Free trade in counterfeit drugs

The New York Times has an extensive piece today on the role of free trade zones in enabling the trade in counterfeit drugs (Counterfeit Drugs’ Path Eased by Free Trade Zones). The article describes how the seizure of drugs in a free-trade zone in Dubai led to an unraveling of fraud in Canada:

… an examination of the case reveals its link to a complex supply chain of fake drugs that ran from China through Hong Kong, the United Arab Emirates, Britain and the Bahamas, ultimately leading to an Internet pharmacy whose American customers believed they were buying medicine from Canada, according to interviews with regulators and drug company investigators in six countries.

Some pills, a government official said at the time, contained cement powder.

The trail went through the Bahamas:

The site belonged to RxNorth, described by one trade association as the world’s first major online pharmacy.
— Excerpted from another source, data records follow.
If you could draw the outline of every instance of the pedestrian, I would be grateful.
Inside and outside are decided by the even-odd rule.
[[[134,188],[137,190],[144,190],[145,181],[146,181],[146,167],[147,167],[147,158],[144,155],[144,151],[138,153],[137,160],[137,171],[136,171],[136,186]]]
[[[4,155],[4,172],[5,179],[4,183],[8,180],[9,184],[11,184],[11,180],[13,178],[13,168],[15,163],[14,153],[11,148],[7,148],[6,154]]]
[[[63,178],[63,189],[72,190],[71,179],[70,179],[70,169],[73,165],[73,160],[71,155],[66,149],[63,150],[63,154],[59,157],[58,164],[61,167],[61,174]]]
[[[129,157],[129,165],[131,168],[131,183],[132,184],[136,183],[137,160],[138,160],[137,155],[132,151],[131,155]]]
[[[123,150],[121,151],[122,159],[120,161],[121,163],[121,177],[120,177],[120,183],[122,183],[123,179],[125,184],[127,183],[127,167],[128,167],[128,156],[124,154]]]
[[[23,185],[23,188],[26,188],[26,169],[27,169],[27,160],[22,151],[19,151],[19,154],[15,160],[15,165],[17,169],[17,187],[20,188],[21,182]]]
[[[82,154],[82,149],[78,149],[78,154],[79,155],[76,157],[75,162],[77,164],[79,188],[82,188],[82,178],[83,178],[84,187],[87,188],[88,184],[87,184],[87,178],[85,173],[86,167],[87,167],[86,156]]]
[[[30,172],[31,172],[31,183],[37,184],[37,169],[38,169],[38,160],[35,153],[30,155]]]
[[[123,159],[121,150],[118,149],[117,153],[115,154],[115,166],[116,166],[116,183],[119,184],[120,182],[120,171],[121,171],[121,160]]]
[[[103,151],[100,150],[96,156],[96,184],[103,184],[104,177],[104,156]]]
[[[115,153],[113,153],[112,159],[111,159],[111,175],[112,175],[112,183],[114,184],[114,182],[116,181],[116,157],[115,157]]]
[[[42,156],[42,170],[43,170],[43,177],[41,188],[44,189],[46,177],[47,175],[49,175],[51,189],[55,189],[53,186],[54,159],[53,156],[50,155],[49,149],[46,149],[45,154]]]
A founder, Andrew Strempler, had been the subject of numerous profiles, including one in The New York Times in 2005 that described how at the age of 30 he had two Dodge Vipers, a Jaguar and a yellow Lamborghini with a license plate that reads “RX Boss.”

The article reported that Mr. Strempler’s innovation “created a whole new Canadian industry that has plugged a niche in America’s troubled health care system almost overnight, providing about $800 million worth of low-cost drugs a year to two million uninsured and underinsured Americans, many elderly.” Drugs have traditionally been cheaper in Canada…

As Mickey says, “At least with medical tourism you know what country you are in.”

I’d also be willing to bet that Pfizer’s PR people were the impetus for this story.